The usual problems are cited: it's hard to figure out how to evaluate some costs and some benefits in terms of dollar costs (or any other common scale), there is no agreed "value of a life", yada yada. Standard stuff. In the aforementioned decision analysis paper, we avoided many of these issues by comparing several policies (for radon monitoring and mitigation), including the current one; thus, we could find policies that save more lives for less money, and be confident that they're better than the current one, without having to claim that we have found the optimum. But if you're trying to do something new, like set a maximum value for a pollutant that has never previously been regulated, then our approach to avoiding the "value of a life" issue won't work.

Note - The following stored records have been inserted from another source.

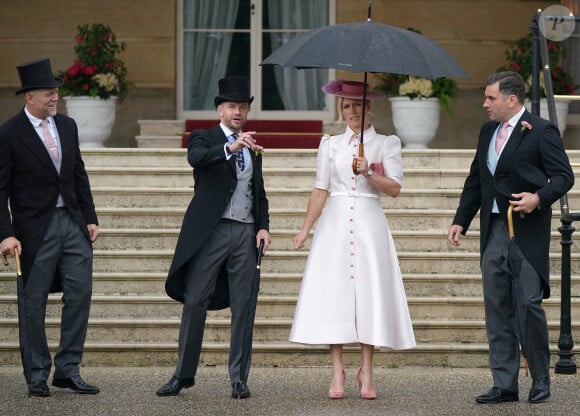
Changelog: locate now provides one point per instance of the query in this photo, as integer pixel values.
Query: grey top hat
(37, 75)
(235, 89)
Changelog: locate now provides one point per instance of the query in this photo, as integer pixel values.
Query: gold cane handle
(361, 153)
(18, 265)
(17, 259)
(511, 222)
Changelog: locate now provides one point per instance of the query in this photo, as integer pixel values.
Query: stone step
(294, 261)
(271, 354)
(280, 158)
(266, 331)
(274, 177)
(269, 307)
(281, 218)
(166, 238)
(138, 283)
(150, 127)
(423, 199)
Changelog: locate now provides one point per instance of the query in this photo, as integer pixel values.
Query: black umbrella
(22, 323)
(367, 47)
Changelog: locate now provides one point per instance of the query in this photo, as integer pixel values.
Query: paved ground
(284, 391)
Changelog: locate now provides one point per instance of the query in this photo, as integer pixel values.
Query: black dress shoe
(540, 391)
(174, 386)
(497, 395)
(240, 390)
(38, 388)
(75, 383)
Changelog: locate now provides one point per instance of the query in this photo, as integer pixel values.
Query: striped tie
(239, 154)
(49, 141)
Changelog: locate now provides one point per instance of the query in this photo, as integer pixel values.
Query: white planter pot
(94, 117)
(561, 112)
(415, 121)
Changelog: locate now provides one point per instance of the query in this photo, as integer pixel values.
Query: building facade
(177, 49)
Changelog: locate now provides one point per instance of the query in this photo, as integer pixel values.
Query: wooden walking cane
(512, 237)
(22, 323)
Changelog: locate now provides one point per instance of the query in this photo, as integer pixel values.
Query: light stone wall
(476, 33)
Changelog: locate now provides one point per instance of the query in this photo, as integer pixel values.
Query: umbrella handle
(361, 153)
(511, 222)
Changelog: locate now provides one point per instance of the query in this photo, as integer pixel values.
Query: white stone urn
(94, 117)
(561, 111)
(415, 121)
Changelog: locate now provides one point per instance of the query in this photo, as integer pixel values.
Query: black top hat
(524, 178)
(36, 75)
(235, 89)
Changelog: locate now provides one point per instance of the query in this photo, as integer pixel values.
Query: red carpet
(272, 134)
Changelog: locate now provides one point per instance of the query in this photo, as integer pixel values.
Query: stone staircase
(141, 195)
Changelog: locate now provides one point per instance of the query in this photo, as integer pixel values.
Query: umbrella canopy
(367, 47)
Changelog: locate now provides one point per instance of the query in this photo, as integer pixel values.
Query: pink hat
(350, 89)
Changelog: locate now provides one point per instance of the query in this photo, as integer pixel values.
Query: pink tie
(49, 141)
(501, 137)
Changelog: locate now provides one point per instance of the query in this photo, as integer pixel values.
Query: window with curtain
(231, 37)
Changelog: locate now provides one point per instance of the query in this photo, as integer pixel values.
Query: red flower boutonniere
(526, 126)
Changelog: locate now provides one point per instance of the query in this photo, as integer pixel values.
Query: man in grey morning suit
(518, 269)
(214, 265)
(51, 223)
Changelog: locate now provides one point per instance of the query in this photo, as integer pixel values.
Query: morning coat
(215, 180)
(540, 146)
(30, 181)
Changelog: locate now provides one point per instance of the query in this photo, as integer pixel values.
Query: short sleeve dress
(352, 289)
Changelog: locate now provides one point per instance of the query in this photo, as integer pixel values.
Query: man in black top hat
(520, 161)
(52, 223)
(214, 265)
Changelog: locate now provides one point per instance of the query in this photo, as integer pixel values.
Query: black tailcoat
(215, 180)
(540, 146)
(30, 181)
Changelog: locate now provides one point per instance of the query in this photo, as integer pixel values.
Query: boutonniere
(526, 126)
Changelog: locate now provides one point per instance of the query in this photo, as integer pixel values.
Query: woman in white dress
(352, 291)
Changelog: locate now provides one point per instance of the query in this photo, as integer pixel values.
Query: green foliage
(519, 59)
(96, 71)
(445, 89)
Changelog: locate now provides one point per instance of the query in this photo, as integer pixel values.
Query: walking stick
(22, 323)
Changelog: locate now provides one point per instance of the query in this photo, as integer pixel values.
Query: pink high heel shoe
(368, 395)
(339, 394)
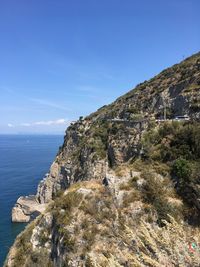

But in addition to the usual suspects for criticizing cost-benefit analysis, the article mentions a few others. For instance:

(1) "Potential benefits of a policy are often calculated on the basis of surveys of people's willingness to pay for, say, a better view of the Grand Canyon, an extra year of life or avoidance of cancer. But critics argue that willingness to pay hinges, in part, on ability to pay, so that cost-benefit analysis is fundamentally dependent on the equity issues it professes to avoid."

(2) "Indeed, Breyer, in his American Trucking concurrence, said that the technology-forcing intent of laws like the Clean Air Act makes determining costs of implementation “both less important and more difficult. It means that the relevant economic costs are speculative, for they include the cost of unknown future technologies. It also means that efforts to take costs into account can breed time-consuming and potentially unresolvable arguments about the accuracy and significance of cost estimates.” In short, it makes cost-benefit analysis itself less likely to pass a cost-benefit test."

(3) "In an article titled “The Rights of Statistical People,” Heinzerling argues that analysts have created the entity of a “statistical life” in order to facilitate cost-benefit analysis, but the concept essentially strips those lives of their human rights. We don't allow one person to kill another simply because it's worth $10 million to the killer to see that person dead and because society may measure that person's worth at less than $10 million, she argues; then why should regulatory policy be based on a similar principle?"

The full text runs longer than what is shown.